I can’t say that these tools quite looked like flow-based programming. Many of the early expectations came from CORBA and object-oriented programming as it was understood in the Java and .NET worlds. I somewhat regret writing about XML-RPC, which at first seemed like a relatively simple way to make a function call to an opaque service. SOAP and the WS-* specifications offered much more sophisticated possibilities. Business Process Execution Language in particular had some similar dreams.

On a simpler level, not attempting to distribute processing, XProc gives developers a set of tools for defining pipelines processing XML information. Basic control structures like for-each, choose, and try help developers pass information between transformations of many kinds. For some cases, XProc offers much the same opportunity as the latest generation of flow-based tools. XSLT is, by definition, a transformation language, and many other XML tools are effectively that as well. XProc makes it easy to connect them.

I’ve also pondered what role REST may play in these conversations. The PUT and DELETE methods are, of course, all about side-effects, and not so much about flow. I don’t yet have a good answer here.

(I also need to study the relationship between this, flow-based programming, and Jackson Structured Programming and Jackson Systems Development, which have come up in a few XML contexts.)

Humans as transformers

So far, all of this sounds really automated. Programs pass around messages, sometimes over networks, and perform transformations. Humans might create inputs or deal with the outputs, but we’re pretty cut out of the conversation.
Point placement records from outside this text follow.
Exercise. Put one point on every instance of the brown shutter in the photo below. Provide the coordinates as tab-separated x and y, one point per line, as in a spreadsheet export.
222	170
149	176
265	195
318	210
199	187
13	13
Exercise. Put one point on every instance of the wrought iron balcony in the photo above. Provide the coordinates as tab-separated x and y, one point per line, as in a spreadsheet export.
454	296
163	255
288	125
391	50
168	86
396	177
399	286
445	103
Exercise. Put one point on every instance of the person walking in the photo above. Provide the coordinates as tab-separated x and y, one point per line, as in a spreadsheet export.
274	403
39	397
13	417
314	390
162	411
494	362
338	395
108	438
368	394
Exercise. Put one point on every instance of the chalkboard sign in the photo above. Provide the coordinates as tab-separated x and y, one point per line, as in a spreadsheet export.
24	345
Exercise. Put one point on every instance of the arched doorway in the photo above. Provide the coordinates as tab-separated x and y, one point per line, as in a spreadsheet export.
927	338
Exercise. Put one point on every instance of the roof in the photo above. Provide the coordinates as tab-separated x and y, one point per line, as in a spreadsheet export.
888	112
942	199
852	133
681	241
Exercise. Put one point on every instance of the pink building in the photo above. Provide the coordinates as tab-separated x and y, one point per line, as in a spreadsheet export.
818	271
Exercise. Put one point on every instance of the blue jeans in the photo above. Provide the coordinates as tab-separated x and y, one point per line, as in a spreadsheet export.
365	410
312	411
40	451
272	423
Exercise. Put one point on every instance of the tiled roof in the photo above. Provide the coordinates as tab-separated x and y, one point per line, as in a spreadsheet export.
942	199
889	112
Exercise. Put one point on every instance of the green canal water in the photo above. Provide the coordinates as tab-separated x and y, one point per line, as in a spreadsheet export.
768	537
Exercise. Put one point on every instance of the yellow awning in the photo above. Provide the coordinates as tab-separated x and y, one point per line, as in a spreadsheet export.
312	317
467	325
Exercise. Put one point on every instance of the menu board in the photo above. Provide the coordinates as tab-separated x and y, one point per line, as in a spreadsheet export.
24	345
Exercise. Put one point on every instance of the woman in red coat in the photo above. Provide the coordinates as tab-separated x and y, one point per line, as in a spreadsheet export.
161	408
Humans, however, are extremely versatile if unpredictable transformers. We don’t just create information. We can edit, modify, and check it for sanity. While we may not want to see every step of every transformation – that’s why we write programs after all – there may be cases we do want to see. Error handling is a classic case even in highly automated systems, but flow-based approaches also mesh neatly with human workflows.

Most of the work I’ve seen in this space was built explicitly around human workflows. People create or edit something, put it into a system, and the system then modifies it and maybe passes it to another person or process.

However, even systems built with the assumption that they are primarily computing pipelines can incorporate human input. I was heartened to see Norm Walsh, for example, add a wait for (possibly human) update feature to the XML Calabash XProc tool in response to a request. (I suggested the same thing the next day, after it was already in!)

I’m also intrigued by the growing prominence of Git. While most people use Git as a source code management tool, its foundation is an extremely flexible toolset for recording transformations over time. Is that something that can be incorporated into flow-based programming models? I’m not yet sure, but I want to explore further.

The dots aren’t connected

My encounter with flow-based programming has me re-examining my assumptions about how to write programs and use computers. Many different aspects of computing seem to be converging toward that model, at many different scales and levels of granularity. It’s too soon to know whether this is a coincidence or a sign of things to come. I suspect, though, that we may finally be on the verge of a saner way to organize programs and programming.

Update: I should also note the Flow Based Programming Google Group for more conversation.